Artı ve eksilerini tartışacağız.
AÇIKLARIN BOYUTU
Aslına bakarsanız, birçok kurum 1995 başından beri pozisyonları zaten açabileceği kadar açmış bulunuyor. Off-shore'dan alınan pozisyonları da eklediğimizde bankacılık sisteminin döviz açıkları en az 6 milyar dolar. Bunun bir alt limit olduğundan kimsenin şüphesi olmasın.
Ekonominin genelindeki pozisyon açığını bulmak için bu rakama şirketlerin, ithalatçıların ve bireysel yatırımcıların döviz açıkları da ekleniyor. İthalatçıların döviz açıkları en az 8 milyar dolar. Şirketlerin ve bireysel yatırımcıların döviz açıklarını hesaplamak daha zor.

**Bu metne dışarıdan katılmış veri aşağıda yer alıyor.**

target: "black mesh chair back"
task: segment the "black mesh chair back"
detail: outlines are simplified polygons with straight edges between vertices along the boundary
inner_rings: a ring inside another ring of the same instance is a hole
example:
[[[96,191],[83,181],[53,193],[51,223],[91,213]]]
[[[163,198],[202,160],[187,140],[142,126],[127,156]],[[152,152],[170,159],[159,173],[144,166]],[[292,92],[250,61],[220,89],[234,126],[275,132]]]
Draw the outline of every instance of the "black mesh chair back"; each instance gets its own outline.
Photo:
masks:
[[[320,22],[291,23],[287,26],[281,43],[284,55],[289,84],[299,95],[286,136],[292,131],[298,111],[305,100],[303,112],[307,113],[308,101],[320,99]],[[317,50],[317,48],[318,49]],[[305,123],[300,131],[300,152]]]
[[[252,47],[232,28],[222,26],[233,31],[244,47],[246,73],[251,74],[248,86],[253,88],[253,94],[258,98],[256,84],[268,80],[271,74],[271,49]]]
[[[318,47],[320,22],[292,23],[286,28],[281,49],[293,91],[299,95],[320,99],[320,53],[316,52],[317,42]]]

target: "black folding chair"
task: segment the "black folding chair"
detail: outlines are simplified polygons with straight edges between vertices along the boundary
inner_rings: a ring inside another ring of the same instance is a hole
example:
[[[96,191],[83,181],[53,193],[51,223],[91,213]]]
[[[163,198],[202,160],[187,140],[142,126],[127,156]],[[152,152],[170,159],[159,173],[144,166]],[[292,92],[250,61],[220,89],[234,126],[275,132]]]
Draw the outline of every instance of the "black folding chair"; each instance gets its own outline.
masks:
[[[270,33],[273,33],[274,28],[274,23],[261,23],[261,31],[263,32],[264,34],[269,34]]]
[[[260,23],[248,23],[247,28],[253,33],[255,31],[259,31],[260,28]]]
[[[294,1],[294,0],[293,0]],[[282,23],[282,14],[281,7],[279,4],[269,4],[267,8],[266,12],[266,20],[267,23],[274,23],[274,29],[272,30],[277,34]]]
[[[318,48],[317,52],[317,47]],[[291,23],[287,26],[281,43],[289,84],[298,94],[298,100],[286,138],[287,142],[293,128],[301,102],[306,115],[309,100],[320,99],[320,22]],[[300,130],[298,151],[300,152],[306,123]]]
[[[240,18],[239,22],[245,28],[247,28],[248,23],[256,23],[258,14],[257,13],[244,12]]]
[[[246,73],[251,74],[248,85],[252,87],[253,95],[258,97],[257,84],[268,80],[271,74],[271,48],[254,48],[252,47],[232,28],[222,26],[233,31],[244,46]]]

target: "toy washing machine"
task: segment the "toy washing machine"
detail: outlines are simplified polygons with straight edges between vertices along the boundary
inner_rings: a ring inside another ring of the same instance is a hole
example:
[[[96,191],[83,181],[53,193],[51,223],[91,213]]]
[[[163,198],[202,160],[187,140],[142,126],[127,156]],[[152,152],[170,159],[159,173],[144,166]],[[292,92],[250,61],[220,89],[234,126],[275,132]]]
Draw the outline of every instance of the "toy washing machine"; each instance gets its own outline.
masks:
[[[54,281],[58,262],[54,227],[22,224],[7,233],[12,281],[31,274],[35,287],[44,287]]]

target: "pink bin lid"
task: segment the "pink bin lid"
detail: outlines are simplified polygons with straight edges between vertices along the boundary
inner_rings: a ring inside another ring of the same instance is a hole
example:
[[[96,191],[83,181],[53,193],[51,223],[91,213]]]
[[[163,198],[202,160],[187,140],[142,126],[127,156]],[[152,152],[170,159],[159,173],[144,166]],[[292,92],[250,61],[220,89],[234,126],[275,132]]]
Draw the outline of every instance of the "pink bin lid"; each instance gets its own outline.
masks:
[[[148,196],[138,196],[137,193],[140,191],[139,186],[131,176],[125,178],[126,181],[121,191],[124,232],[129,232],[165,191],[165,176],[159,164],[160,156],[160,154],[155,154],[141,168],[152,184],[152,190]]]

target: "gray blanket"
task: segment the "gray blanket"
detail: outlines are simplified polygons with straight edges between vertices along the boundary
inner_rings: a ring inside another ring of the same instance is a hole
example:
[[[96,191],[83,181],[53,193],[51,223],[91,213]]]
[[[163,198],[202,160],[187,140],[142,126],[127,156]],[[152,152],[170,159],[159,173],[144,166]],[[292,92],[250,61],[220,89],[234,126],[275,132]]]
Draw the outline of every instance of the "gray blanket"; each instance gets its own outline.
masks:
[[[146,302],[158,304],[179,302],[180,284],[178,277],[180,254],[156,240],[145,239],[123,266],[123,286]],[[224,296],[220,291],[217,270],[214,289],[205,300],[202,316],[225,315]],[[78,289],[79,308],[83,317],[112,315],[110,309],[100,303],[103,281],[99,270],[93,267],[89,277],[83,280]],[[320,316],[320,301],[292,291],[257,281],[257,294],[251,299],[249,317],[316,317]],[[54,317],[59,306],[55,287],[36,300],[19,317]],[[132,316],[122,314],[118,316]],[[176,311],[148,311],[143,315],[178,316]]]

Bu boyutta döviz açığı bulunan bir ekonomide pozisyonları daha da açmak, hangi mantığA dayandırılabilir?
FONLAMA
İç borçlanmada farklı bir politika izlenmesi faizleri yükseltti.
Ayrıca enflasyon da yükseliş trendinde. Bunun da faizleri artıran bir etkisi oluyor.
Oysa aylık devalüasyon oranı ortalama yüzde 5-5.5 civarında tutulacak. En azından piyasalara verilen izlenim bu yönde. Yeni ekonomi yönetimi bu rakamları yalanlayan bir açıklama yapmış değil.
Bütün bunlar bono pozisyonlarının döviz açıkları ile fonlanmasını daha çekici kılıyor.
Döviz açığı ile fonlamanın aylık maliyeti yüzde 5.7-6.4 arasında bir yerde.
Oysa fonlamayı repo piyasasından yaparsanız, maliyetiniz ortalama yüzde 6.7'ye yükseliyor.
Portföylerde aylık yüzde 5.7 veya altında bir getiri veren yüklü miktarda kâğıt varken, pozisyon açmanın çekiciliği ortada.
Repo ile fonlanan kâğıtlar ağır zararlar yazarken, döviz açıkları ile fonlanan portföyler ‘‘ucu ucuna’’ kurtarıyor.
BİR DİĞER NEDEN
Döviz açıklarını artırmanın bir diğer avantajı, dış piyasaların yeni hükümete bakışıyla ilgili.
Gerek Dünya Bankası, IMF gibi kuruluşlar, gerekse özel finans şirketlerinin yeni hükümete bakışı olumlu.
Bu yaklaşım büyük bir olasılıkla Hazine'nin (göreli olarak) daha rahat dış borç bulması demek.
Bu da pozisyon açmayı çekici kılan bir gelişme.
NEGATİFLER
Negatifler hanesinde birinci şık yine dış piyasalarla ilgili.
Uluslararası piyasalar hem Wall Street'in durumundan, hem de Güneydoğu Asya'da yaşanan devalüasyonlardan dolayı epeyi çalkantılı.
Önümüzdeki aylarda bu çalkantıların artması Türkiye benzeri ülkelerin borçlanmasını zorlaştıran bir gelişme olabilir.
Ayrıca Güneydoğu Asya'daki devalüasyonlar bu ülkelerin rekabet güçlerini artıracaktır. Bu, Türkiye'nin dış ticaretini olumsuz etkileyebilir.
Bütün bunların yanında, enflasyona kıyasla daha yavaş gidecek olan aylık devalüasyon oranı TL'nin reel değer kazanması anlamına geliyor.
Bunlar dış açığı büyütecek gelişmelerdir.
SONUÇ
Dış açığın büyümesi zaman alacağından, kısa vadede döviz pozisyonu açıp, bu arada bono stoklarını azaltmaya çalışmak, ilk bakışta akıllıca bir strateji olarak görülebilir.
Buradaki risk, sistemin, yapısındaki bozukluklarından dolayı ani bir çalkantıya girmesidir.